I Transmission of torque using friction

[erobz]

@Lnewqban This is my approach to the conical section. It's more of a combination of intuition and a leap of faith so let's see if it makes sense.

I first simplified the conical section to two flat angled surfaces.
View attachment 338068

Because it's static we can say:
$$\sum F_x = 0 \rightarrow F+2R\cos (\alpha)=0 \rightarrow R=\frac{-F}{2\cos(\alpha)}$$
We can see from that how the angle causes the reaction to be bigger in magnitude just as expected.

Isn't there a frictional force component of $2 \mu R \cos \theta$ missing from this force balance?

 

[Juanda]

Isn't there a frictional force component of $2 \mu R \cos \theta$ missing from this force balance?

I think you're right.
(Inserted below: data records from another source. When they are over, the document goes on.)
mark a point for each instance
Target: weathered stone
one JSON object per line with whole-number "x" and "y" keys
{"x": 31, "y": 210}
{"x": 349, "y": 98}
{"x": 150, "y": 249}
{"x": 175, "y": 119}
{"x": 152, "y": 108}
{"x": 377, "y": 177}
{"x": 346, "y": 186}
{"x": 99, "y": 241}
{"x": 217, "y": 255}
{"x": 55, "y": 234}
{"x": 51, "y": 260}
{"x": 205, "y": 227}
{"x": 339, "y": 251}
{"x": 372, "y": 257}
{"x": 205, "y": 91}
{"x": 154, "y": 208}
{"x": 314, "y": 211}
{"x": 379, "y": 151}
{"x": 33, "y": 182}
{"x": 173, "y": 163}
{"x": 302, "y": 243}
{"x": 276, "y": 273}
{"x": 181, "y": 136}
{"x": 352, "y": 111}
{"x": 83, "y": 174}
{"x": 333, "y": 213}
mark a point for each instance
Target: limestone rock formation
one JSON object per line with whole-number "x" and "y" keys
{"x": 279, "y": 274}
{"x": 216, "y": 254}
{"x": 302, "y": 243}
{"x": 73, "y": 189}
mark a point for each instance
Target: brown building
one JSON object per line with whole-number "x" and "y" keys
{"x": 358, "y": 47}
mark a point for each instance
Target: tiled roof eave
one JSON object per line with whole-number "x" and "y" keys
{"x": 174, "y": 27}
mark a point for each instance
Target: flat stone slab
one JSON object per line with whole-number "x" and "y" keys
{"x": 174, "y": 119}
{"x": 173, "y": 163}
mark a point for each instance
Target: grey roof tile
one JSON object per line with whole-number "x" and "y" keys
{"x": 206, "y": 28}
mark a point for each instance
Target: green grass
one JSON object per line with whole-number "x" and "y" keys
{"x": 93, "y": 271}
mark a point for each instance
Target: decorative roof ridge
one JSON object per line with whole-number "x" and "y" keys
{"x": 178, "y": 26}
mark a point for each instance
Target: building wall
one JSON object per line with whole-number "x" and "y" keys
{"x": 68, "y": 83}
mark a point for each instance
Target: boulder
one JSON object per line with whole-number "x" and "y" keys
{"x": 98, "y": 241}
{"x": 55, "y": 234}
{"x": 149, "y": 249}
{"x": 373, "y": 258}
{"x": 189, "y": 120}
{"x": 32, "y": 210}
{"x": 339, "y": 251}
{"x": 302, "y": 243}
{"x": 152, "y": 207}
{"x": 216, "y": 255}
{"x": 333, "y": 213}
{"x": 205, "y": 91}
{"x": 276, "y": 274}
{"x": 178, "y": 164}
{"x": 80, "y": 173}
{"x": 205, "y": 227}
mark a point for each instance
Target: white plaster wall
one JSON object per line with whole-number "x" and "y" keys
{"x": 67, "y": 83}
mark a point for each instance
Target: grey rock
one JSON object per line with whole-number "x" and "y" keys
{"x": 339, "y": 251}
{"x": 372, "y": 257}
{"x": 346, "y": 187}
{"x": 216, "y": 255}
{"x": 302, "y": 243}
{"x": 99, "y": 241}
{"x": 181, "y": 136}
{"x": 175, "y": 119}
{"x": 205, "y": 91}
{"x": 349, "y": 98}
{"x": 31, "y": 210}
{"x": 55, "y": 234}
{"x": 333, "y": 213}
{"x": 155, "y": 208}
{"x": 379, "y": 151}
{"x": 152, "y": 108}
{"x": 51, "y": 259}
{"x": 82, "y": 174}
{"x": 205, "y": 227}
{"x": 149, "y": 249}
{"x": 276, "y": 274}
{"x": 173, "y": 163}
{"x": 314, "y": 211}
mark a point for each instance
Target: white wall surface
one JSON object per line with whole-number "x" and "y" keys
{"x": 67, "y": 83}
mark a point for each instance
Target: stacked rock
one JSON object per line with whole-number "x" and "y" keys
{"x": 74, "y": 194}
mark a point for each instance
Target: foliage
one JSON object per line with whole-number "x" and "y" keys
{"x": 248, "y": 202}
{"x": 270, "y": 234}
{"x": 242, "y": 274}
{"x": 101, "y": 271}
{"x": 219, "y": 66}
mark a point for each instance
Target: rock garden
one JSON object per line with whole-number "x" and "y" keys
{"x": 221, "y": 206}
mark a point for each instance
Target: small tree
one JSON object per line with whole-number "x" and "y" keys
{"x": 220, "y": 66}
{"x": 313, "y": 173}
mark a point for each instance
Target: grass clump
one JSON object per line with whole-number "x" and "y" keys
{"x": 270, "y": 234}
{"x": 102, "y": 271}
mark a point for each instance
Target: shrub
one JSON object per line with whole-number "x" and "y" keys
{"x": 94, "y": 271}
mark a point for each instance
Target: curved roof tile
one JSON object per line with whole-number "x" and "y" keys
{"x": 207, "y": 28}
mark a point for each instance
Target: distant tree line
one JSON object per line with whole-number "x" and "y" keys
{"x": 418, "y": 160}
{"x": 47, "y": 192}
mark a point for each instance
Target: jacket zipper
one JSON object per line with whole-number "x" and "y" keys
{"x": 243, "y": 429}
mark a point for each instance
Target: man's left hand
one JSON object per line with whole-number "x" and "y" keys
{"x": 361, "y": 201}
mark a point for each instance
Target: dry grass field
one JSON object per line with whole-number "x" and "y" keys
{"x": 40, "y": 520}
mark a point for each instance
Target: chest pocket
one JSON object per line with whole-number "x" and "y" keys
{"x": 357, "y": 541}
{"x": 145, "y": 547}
I should have added the frictional force tangent to the surfaces as well.
In that case, the expression I get is:
$$\sum F_x=0\rightarrow F+2R\cos(\alpha)+2\mu R\cos(\alpha+\frac{\pi}{2})=0\rightarrow F+2R(\cos(\alpha)-\mu\sin(\alpha))=0$$
$$R=\frac{-F}{2(\cos(\alpha)-\mu\sin(\alpha))}$$
Then, the normal stress to the surface would be again:
$$\sigma =\frac{R}{A}$$
If I tried to slide the block in the $z$ direction (in or out of the screen) while applying $F$, then the opposing force would be $\mu R$ I believe.

 

[khamlichi]

Please note that there are two regimes of friction: uniform pressure and uniform wear. At the beginning the pressure is uniform and wear is uneven. But, after the running-in phase, the wear becomes uniform and pressure adjustes unevenly. This is important in practice since there exists noticeable difference between the two situations.